Hacker News new | ask | show | jobs
by binarycrusader 4133 days ago
Actually, Google Wallet works almost exactly the same as ApplePay (my spouse has an iPhone 6, I have a Moto X 2014); I've seen and used both.

Just tap the phone on the NFC device and that's it (the PIN pad at the retail may then prompt you to hit credit or debit, if you choose debit, you just enter your wallet pin again). If Google Wallet needs to be unlocked first, it will prompt you for the wallet pin.

In fairness, it used to be far more cumbersome. They fixed most of the user interface problems with the release of Android 5.0.

1 comments

But unfortunately most devices don't (and can't) run Android 5.0, so they're stuck with the old, cumbersome Wallet (or, worse, tried it, gave up on it because it was a terrible experience, will never try it again).
True, but in the same vein, most iPhones out there don't have NFC built in. (Was added in the iPhone 6)
I could've sworn it worked the same when I was running 4.whatever on my old Nexus 5 prior to the 5.0 update. From an end user perspective I haven't noticed much of a change in at least a couple of years (aside from some vendors disabling support in favor of their own tap to pay).
The difference I believe came with the ability for the app to automatically be run in the background and for control over which one was used for Tap and Pay, which given today's announcement from Google makes sense.
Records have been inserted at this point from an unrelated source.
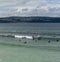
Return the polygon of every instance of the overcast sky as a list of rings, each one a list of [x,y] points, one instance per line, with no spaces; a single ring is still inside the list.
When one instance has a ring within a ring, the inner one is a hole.
[[[60,0],[0,0],[0,17],[60,17]]]

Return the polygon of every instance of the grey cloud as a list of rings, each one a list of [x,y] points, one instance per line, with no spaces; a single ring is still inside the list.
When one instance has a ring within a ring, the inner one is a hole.
[[[60,16],[60,0],[0,0],[3,16]]]

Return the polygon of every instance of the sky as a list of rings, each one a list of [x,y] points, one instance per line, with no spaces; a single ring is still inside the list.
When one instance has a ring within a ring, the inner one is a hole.
[[[0,0],[0,17],[60,17],[60,0]]]

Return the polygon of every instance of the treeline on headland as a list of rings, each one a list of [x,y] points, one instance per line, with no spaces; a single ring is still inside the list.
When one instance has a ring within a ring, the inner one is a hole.
[[[60,17],[0,17],[0,23],[60,23]]]

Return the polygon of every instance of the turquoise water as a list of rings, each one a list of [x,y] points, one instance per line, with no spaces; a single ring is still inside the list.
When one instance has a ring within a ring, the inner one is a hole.
[[[60,33],[60,24],[59,23],[0,24],[0,32],[5,31]],[[24,41],[27,41],[27,44],[24,44]],[[52,39],[51,43],[48,43],[48,39],[37,41],[0,37],[0,62],[60,62],[60,41],[56,42],[56,40]]]

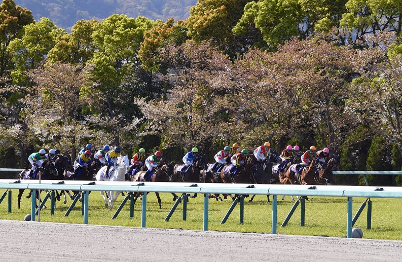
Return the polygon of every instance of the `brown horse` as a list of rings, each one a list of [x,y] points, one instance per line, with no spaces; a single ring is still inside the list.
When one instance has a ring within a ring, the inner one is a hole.
[[[300,173],[296,174],[293,171],[293,167],[296,167],[297,164],[292,165],[286,172],[285,177],[281,178],[280,182],[282,184],[289,182],[290,184],[319,184],[319,175],[316,173],[316,171],[320,169],[320,161],[317,158],[314,158],[309,166],[304,167]]]
[[[144,174],[147,171],[141,171],[135,174],[135,175],[132,178],[132,181],[135,182],[140,182],[140,178],[141,175]],[[170,164],[168,163],[165,163],[160,168],[157,168],[154,174],[152,175],[151,177],[151,182],[172,182],[175,181],[176,178],[174,177],[173,172],[173,166]],[[173,194],[173,193],[172,193]],[[161,198],[159,197],[159,193],[155,192],[156,197],[158,198],[158,203],[159,204],[159,208],[162,209],[162,205],[161,205]],[[135,204],[135,201],[141,195],[141,193],[134,193],[135,198],[134,200],[134,203]],[[173,195],[174,196],[174,195]],[[174,201],[173,199],[173,201]]]
[[[51,162],[48,161],[47,160],[44,161],[42,164],[42,165],[38,168],[38,171],[36,172],[36,174],[35,176],[34,179],[39,179],[39,177],[40,176],[41,179],[54,179],[54,177],[56,177],[57,175],[57,171],[56,169],[55,165],[52,163]],[[17,175],[16,179],[22,180],[22,179],[27,179],[28,178],[25,178],[25,174],[27,172],[30,171],[29,169],[25,169],[24,171],[22,171],[21,173],[18,174]],[[21,198],[22,196],[22,194],[24,193],[24,191],[25,191],[24,189],[20,189],[19,193],[18,193],[18,196],[17,197],[18,201],[18,209],[20,208],[20,204],[21,204]],[[38,192],[38,191],[36,191]],[[35,194],[36,198],[37,199],[39,199],[39,193]],[[30,198],[31,197],[31,192],[30,192],[29,194],[26,197],[26,198]],[[36,204],[35,204],[36,205]],[[36,205],[36,207],[38,207],[38,205]]]

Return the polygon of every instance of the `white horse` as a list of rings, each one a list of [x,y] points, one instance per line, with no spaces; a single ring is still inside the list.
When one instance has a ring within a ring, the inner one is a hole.
[[[101,168],[96,174],[96,181],[126,181],[125,174],[130,169],[130,160],[127,156],[120,156],[118,158],[117,167],[113,168],[112,171],[110,172],[109,178],[106,178],[104,176],[102,176],[102,173],[105,172],[107,167],[103,167]],[[103,192],[100,192],[100,195],[103,198],[105,202],[105,206],[109,206],[110,210],[113,208],[115,201],[117,199],[117,197],[121,192],[115,192],[114,191],[107,191],[106,194],[109,198],[108,203],[107,199],[105,197]]]

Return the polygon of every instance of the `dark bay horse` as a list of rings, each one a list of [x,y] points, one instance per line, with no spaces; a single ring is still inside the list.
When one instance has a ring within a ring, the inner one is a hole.
[[[152,177],[151,177],[151,182],[172,182],[175,181],[176,178],[173,174],[173,166],[172,166],[171,164],[165,163],[162,165],[160,168],[157,168],[156,169],[155,171],[154,172],[154,174],[152,175]],[[145,172],[146,171],[141,171],[136,173],[132,178],[132,181],[140,182],[141,176],[144,174]],[[137,199],[139,197],[141,194],[142,193],[137,193],[136,192],[134,193],[135,196],[135,198],[134,200],[134,204],[137,201]],[[173,196],[175,195],[174,193],[171,194],[173,195]],[[155,194],[156,195],[157,198],[158,198],[159,208],[161,209],[162,205],[161,205],[161,198],[159,196],[159,193],[155,192]],[[174,200],[174,199],[173,199],[173,201]]]
[[[57,175],[57,171],[56,169],[56,166],[55,164],[51,162],[48,161],[46,160],[44,161],[43,163],[42,164],[42,166],[38,168],[38,171],[36,172],[36,174],[35,175],[34,179],[39,179],[39,177],[40,176],[41,179],[54,179],[54,177],[56,177]],[[30,169],[25,169],[24,171],[22,171],[21,173],[18,174],[17,175],[16,179],[22,180],[22,179],[26,179],[27,178],[25,178],[25,174],[27,172],[30,172]],[[21,198],[22,196],[22,194],[24,193],[24,191],[25,191],[24,189],[20,189],[19,193],[18,193],[18,196],[17,197],[18,201],[18,209],[20,208],[20,204],[21,204]],[[36,191],[38,192],[38,191]],[[38,193],[35,194],[36,198],[37,199],[39,199],[39,193]],[[30,194],[26,197],[27,198],[29,198],[31,197],[31,194]],[[36,207],[38,207],[38,205],[36,205]]]

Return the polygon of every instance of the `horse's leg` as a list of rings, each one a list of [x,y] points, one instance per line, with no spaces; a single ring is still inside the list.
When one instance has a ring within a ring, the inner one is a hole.
[[[252,195],[252,197],[251,197],[251,198],[250,198],[250,200],[248,200],[248,202],[252,202],[252,200],[254,199],[254,197],[255,197],[255,195]]]
[[[156,195],[156,198],[158,199],[158,203],[159,204],[159,209],[162,209],[162,206],[161,205],[161,198],[159,197],[159,193],[158,192],[155,192],[155,195]]]
[[[173,202],[175,201],[178,198],[178,196],[174,193],[170,193],[173,195]]]
[[[18,199],[18,209],[21,208],[20,206],[21,204],[21,197],[22,196],[22,194],[24,193],[24,189],[20,189],[19,190],[19,192],[18,193],[18,197],[17,198]]]

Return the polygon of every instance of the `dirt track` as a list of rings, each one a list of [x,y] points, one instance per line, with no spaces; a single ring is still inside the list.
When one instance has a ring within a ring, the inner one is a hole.
[[[0,236],[2,261],[402,260],[388,240],[6,220]]]

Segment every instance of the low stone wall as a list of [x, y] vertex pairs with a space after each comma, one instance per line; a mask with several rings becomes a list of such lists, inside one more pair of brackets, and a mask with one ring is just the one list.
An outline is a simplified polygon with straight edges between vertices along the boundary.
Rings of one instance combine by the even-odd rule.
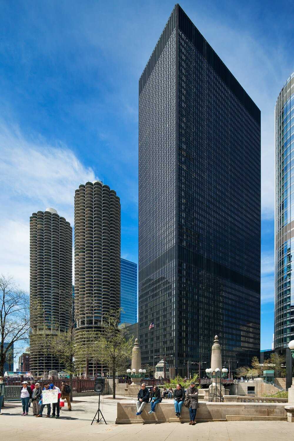
[[244, 395], [224, 395], [223, 401], [225, 403], [288, 403], [288, 398], [245, 396]]
[[[117, 403], [116, 424], [142, 424], [154, 422], [186, 422], [190, 420], [189, 410], [183, 406], [181, 418], [175, 414], [173, 403], [163, 401], [156, 405], [156, 413], [149, 415], [150, 403], [145, 406], [143, 413], [137, 416], [136, 403], [124, 400]], [[287, 421], [284, 403], [247, 403], [200, 402], [196, 420], [225, 421], [232, 420]]]

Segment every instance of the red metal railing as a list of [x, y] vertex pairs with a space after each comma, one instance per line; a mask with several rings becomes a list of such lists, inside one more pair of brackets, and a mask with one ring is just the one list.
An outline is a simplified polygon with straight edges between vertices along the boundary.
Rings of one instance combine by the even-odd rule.
[[[28, 382], [29, 385], [30, 385], [31, 380], [33, 380], [31, 377], [26, 377], [25, 380]], [[19, 377], [9, 377], [5, 378], [4, 382], [7, 386], [21, 386], [22, 381], [23, 381], [22, 378], [20, 378]], [[67, 380], [67, 384], [69, 384], [69, 380]], [[44, 377], [41, 378], [36, 378], [34, 379], [35, 383], [40, 383], [41, 389], [43, 389], [44, 386], [44, 383], [48, 382], [49, 384], [51, 383], [61, 389], [61, 383], [63, 380], [58, 379], [54, 380], [45, 378]], [[94, 391], [94, 385], [95, 381], [93, 380], [84, 380], [81, 378], [74, 378], [72, 380], [72, 392], [93, 392]]]

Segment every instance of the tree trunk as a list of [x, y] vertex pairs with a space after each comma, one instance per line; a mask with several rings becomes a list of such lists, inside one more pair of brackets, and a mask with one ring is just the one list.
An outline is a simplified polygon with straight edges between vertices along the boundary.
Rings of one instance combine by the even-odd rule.
[[115, 398], [115, 370], [112, 367], [112, 398]]
[[70, 398], [71, 401], [72, 401], [72, 374], [71, 373], [69, 374], [69, 385], [71, 388], [71, 394]]

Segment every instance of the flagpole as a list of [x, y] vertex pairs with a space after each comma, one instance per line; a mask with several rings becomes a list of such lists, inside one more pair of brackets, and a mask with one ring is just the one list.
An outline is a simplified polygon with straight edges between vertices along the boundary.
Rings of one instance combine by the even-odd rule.
[[[153, 321], [153, 325], [154, 325], [153, 327], [153, 378], [155, 378], [155, 354], [154, 353], [154, 351], [155, 350], [155, 324]], [[153, 381], [153, 385], [154, 385], [154, 380]]]

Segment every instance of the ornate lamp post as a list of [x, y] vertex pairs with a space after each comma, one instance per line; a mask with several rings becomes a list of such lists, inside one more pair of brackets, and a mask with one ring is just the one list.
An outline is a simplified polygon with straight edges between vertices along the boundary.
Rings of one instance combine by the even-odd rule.
[[288, 346], [291, 351], [291, 355], [292, 355], [292, 358], [294, 359], [294, 340], [291, 340], [291, 341], [290, 341]]
[[[225, 370], [226, 370], [225, 368], [224, 368]], [[227, 369], [226, 370], [227, 372]], [[216, 368], [216, 369], [213, 370], [211, 367], [209, 369], [205, 369], [205, 372], [206, 374], [208, 377], [209, 379], [211, 380], [211, 383], [209, 384], [209, 401], [221, 401], [222, 400], [222, 394], [221, 394], [221, 390], [222, 390], [222, 373], [220, 371], [220, 369], [219, 367]], [[223, 374], [224, 373], [223, 372]], [[220, 395], [219, 395], [217, 393], [217, 389], [218, 389], [218, 384], [217, 380], [218, 378], [220, 379]], [[211, 392], [210, 392], [210, 386], [211, 386]], [[216, 392], [215, 393], [213, 393], [213, 388], [215, 386]]]

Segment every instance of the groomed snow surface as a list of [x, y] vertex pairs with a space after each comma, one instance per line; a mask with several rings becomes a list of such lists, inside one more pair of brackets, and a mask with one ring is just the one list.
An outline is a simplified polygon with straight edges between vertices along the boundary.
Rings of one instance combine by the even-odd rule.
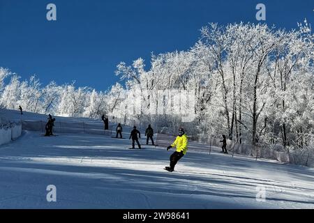
[[[15, 112], [4, 114], [20, 118]], [[47, 118], [27, 113], [24, 118]], [[190, 143], [190, 151], [170, 173], [163, 167], [173, 150], [146, 145], [130, 150], [130, 140], [106, 135], [40, 134], [24, 130], [0, 146], [0, 208], [314, 208], [313, 169], [232, 158], [218, 148], [209, 155], [205, 146]], [[124, 137], [128, 139], [128, 134]], [[57, 187], [56, 202], [47, 201], [49, 185]], [[257, 201], [263, 188], [266, 199]]]

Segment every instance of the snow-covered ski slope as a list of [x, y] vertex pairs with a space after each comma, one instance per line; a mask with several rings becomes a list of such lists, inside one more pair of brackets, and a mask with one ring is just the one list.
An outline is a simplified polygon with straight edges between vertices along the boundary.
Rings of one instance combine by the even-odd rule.
[[[2, 111], [3, 115], [20, 118], [15, 111]], [[22, 118], [46, 116], [26, 114]], [[220, 148], [211, 155], [191, 149], [170, 173], [163, 168], [172, 151], [165, 148], [129, 150], [130, 140], [110, 135], [58, 134], [24, 131], [0, 146], [0, 208], [314, 208], [313, 169], [232, 158]], [[56, 202], [47, 201], [50, 185], [57, 187]], [[257, 201], [264, 189], [266, 199]]]

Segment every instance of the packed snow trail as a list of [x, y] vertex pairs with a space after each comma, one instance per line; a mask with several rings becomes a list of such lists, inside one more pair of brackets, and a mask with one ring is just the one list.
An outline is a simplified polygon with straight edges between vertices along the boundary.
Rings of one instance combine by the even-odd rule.
[[[0, 147], [0, 208], [314, 208], [313, 169], [189, 151], [169, 173], [163, 169], [172, 151], [129, 150], [130, 144], [24, 132]], [[57, 187], [57, 202], [47, 201], [49, 185]], [[265, 202], [256, 201], [257, 185], [266, 188]]]

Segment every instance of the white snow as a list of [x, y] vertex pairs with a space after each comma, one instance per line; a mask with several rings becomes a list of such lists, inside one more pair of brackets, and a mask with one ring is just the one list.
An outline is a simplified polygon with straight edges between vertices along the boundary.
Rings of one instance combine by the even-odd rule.
[[[21, 118], [18, 111], [1, 115]], [[22, 118], [47, 118], [25, 113]], [[90, 120], [97, 122], [101, 123]], [[313, 169], [232, 158], [218, 148], [209, 155], [197, 149], [205, 146], [190, 142], [175, 171], [169, 173], [163, 169], [172, 151], [165, 148], [129, 150], [130, 140], [110, 136], [40, 134], [24, 130], [0, 146], [0, 208], [314, 208]], [[47, 201], [49, 185], [57, 187], [57, 202]], [[264, 202], [256, 200], [257, 186], [265, 187]]]

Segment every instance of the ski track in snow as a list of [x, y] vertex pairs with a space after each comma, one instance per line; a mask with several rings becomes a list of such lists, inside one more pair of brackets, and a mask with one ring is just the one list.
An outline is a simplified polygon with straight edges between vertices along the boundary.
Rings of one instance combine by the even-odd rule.
[[[129, 150], [130, 143], [24, 131], [0, 146], [0, 208], [314, 208], [313, 169], [190, 149], [170, 173], [163, 168], [173, 150]], [[46, 200], [48, 185], [57, 187], [57, 202]], [[256, 201], [257, 185], [265, 202]]]

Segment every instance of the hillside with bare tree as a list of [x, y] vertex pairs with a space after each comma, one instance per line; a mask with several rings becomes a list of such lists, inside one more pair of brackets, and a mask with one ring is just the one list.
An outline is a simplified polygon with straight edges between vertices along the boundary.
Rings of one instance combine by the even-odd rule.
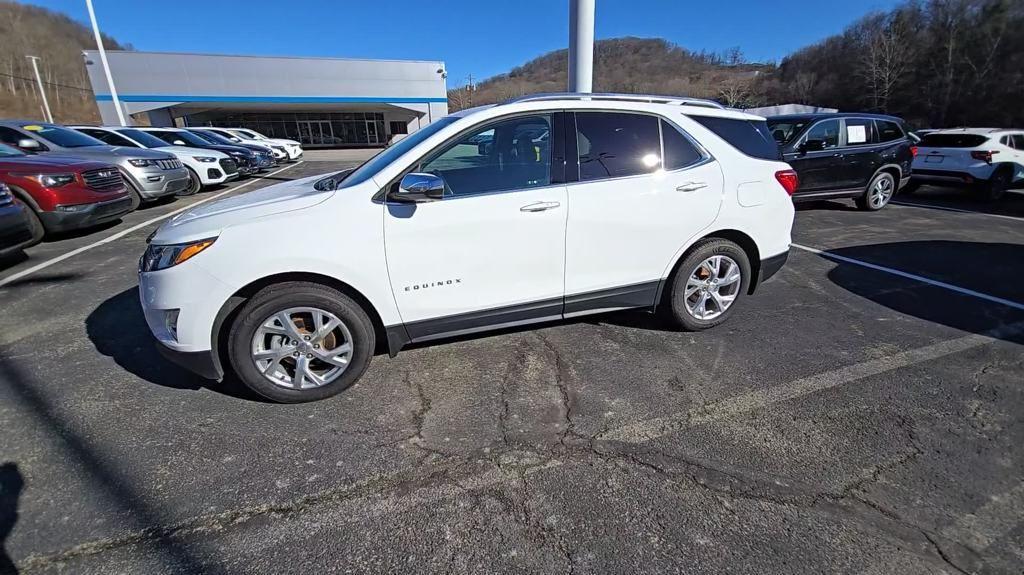
[[[130, 49], [104, 36], [112, 50]], [[56, 122], [99, 122], [99, 112], [82, 60], [95, 49], [92, 31], [65, 14], [0, 0], [0, 118], [44, 120], [32, 61], [39, 73]]]

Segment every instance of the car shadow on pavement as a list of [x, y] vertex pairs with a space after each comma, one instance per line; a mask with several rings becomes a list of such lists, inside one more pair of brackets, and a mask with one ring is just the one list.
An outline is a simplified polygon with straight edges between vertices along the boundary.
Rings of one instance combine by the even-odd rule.
[[837, 285], [902, 314], [1024, 344], [1024, 246], [976, 241], [923, 240], [828, 250], [849, 258], [1000, 298], [1004, 304], [929, 285], [850, 262], [831, 259], [828, 279]]
[[138, 303], [137, 289], [125, 290], [99, 304], [85, 319], [85, 330], [99, 353], [152, 384], [178, 390], [206, 388], [240, 399], [262, 401], [231, 379], [206, 380], [160, 355], [159, 344], [150, 333]]
[[0, 465], [0, 575], [17, 573], [17, 567], [7, 555], [7, 536], [17, 523], [17, 500], [25, 489], [25, 478], [17, 463]]

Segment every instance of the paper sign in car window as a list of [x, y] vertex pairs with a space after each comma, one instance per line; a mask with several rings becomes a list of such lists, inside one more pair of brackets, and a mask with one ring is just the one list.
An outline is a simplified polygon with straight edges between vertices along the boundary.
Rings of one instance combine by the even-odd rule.
[[867, 141], [867, 130], [866, 126], [847, 126], [846, 127], [846, 143], [864, 143]]

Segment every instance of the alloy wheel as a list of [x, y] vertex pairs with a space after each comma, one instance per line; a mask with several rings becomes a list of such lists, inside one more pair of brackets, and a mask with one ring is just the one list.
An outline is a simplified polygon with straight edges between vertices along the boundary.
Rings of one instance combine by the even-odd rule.
[[874, 185], [871, 186], [871, 191], [868, 193], [867, 201], [871, 203], [871, 208], [879, 210], [884, 208], [886, 204], [889, 204], [889, 200], [893, 196], [893, 180], [891, 178], [881, 177], [876, 180]]
[[742, 285], [739, 264], [728, 256], [712, 256], [686, 278], [686, 311], [697, 319], [715, 319], [736, 301]]
[[352, 359], [352, 334], [337, 315], [314, 307], [289, 308], [260, 322], [252, 359], [270, 383], [293, 390], [326, 386]]

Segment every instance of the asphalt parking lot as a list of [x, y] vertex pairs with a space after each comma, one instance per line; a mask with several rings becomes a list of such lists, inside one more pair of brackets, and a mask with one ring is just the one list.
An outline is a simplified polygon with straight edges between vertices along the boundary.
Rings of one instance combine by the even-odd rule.
[[161, 359], [152, 220], [345, 163], [0, 269], [22, 573], [1022, 572], [1024, 195], [804, 206], [806, 249], [702, 334], [618, 313], [465, 338], [303, 405]]

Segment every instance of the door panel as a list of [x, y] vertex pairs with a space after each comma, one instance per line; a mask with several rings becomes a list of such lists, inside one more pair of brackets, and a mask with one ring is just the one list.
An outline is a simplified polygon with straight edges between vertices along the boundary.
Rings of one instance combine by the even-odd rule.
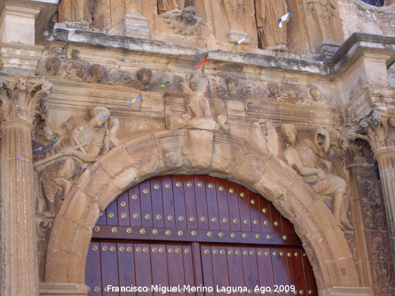
[[173, 294], [152, 291], [153, 284], [214, 290], [176, 293], [183, 296], [222, 294], [217, 286], [246, 287], [255, 294], [257, 286], [270, 290], [290, 285], [299, 294], [317, 296], [292, 224], [239, 184], [208, 176], [154, 177], [121, 194], [96, 225], [86, 259], [89, 296], [123, 295], [106, 292], [108, 285], [150, 289], [127, 292], [133, 296]]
Maybe this was fixed in Android 4.4, but I would swear the experience changed for me sometime right at or after 4.4.

Notably, I didn't have to make sure the app was open and wallet unlocked first, whereas with Android 5.0 it "just works".

To be fair, the updated design (Material Design) is mostly back-ported all the way to 2.3. The user experience is practically the same on 5.0 as pre-5.0.